A homossexualidade já se tornou o tema de marca dos filmes de João Pedro Rodrigues. "O fantasma" em 2000 e "odete" em 2005, são disso prova. Desta vez a forma de a abordar é através de Tonia, um veterano travesti, que se depara com diversas contrariedades no trabalho, na vida privada e na saúde. Um filme que não está isento de falhas, mas que assume os riscos frontalmente e sem medo de ir em frente naquilo que se propõe demonstrar. Poderia ser melhor se tivesse um pouco mais de zelo no argumento, mas as magníficas interpretações garantem o filme que foi premiado no Festival de Buenos Aires e obteve 2 nomeações para os Globos de Ouro de Portugal.
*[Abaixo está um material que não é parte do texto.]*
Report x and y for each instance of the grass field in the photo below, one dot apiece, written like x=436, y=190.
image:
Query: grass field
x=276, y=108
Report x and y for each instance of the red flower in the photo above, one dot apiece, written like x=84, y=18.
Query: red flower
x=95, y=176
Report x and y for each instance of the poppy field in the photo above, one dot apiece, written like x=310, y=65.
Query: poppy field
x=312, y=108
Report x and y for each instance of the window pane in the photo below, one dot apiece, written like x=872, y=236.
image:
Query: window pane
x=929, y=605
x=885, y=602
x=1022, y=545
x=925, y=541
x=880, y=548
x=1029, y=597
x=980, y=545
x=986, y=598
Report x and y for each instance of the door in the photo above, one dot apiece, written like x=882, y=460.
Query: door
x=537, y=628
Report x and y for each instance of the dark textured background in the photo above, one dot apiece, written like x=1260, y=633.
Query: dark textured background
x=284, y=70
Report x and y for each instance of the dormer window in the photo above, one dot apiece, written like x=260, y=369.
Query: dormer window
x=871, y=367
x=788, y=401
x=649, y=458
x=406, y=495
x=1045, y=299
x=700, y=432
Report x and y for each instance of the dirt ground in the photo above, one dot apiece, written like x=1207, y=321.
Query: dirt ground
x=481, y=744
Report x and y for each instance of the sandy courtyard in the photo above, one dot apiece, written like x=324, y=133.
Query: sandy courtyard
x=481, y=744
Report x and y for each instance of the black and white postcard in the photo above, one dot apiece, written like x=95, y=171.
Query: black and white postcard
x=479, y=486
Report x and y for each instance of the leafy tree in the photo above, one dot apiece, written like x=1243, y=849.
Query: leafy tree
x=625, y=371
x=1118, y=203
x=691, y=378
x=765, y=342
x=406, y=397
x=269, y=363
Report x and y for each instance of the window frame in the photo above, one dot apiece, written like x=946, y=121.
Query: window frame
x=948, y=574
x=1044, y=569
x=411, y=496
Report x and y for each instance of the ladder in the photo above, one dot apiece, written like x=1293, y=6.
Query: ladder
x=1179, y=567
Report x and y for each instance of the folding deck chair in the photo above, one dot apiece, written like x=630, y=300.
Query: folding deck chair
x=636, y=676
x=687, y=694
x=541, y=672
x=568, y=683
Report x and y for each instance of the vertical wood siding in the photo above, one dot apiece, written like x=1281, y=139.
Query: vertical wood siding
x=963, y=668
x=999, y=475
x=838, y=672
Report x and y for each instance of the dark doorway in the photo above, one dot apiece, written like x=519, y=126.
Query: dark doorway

Mysteries of Lisbon (2010)

Realizado por: Raoul Ruiz
País: Portugal

Filme com a duração de 272 min., que recria o ambiente do séc. XVIII em Portugal, baseando-se na obra literária de Camilo Castelo Branco. Realizado elegantemente pelo chileno Raoul Ruiz, possui uma narrativa absorvente e uma ambiência perfeita, onde podemos acompanhar casos de amor proibido, mistério, vingança, revelações surpreendentes e estranhas coincidências. A fotografia cuidada, o guarda-roupa e a banda sonora escolhida, não poderiam ter sido melhores, ao que se juntam as magníficas interpretações e empenho dos actores. Uma verdadeira obra-prima, vencedora de diversos prémios em França, Espanha, Brasil e Portugal, e que aconselho vivamente.

O Estranho Caso de Angélica (2010)

Realizado por: Manoel de Oliveira
País: Portugal

Oliveira regressa à realização, um ano após o simpático "singularidades de uma rapariga loira". Desta feita, apresenta-nos uma história de assombração, passada nos anos 50. Um fotógrafo fica completamente perturbado quando é chamado a uma quinta para fotografar uma jovem mulher recentemente falecida. O ambiente criado é espantoso, numa espécie de gótico fantasmagórico, que concede ao filme um charme especial e aguça o interesse pelo desenvolvimento da acção.

Singularidades de uma Rapariga Loira (2009)

Realizado por: Manoel de Oliveira
País: Portugal
Num comboio para o Algarve, um homem desesperado, conta a sua história de amor a uma estranha que viaja a seu lado. Recorrendo a flash-backs, são-nos apresentados os motivos pelos quais esse amor o levou à ruína. Interessante o quanto baste, trata-se de um conto moral acerca da influência do dinheiro na nossa sociedade e das consequências que teve sobre um relacionamento condenado à partida. Com 101 anos, Oliveira mostra que ainda dá cartas. Como referência maior deste cineasta, destaco "Aniki Bóbó", verdadeiro clássico do cinema português, que juntamente com "Belarmino" e "Uma Abelha na Chuva", ambos de Fernando Lopes, assim como algumas obras de João César Monteiro, fazem o nosso orgulho.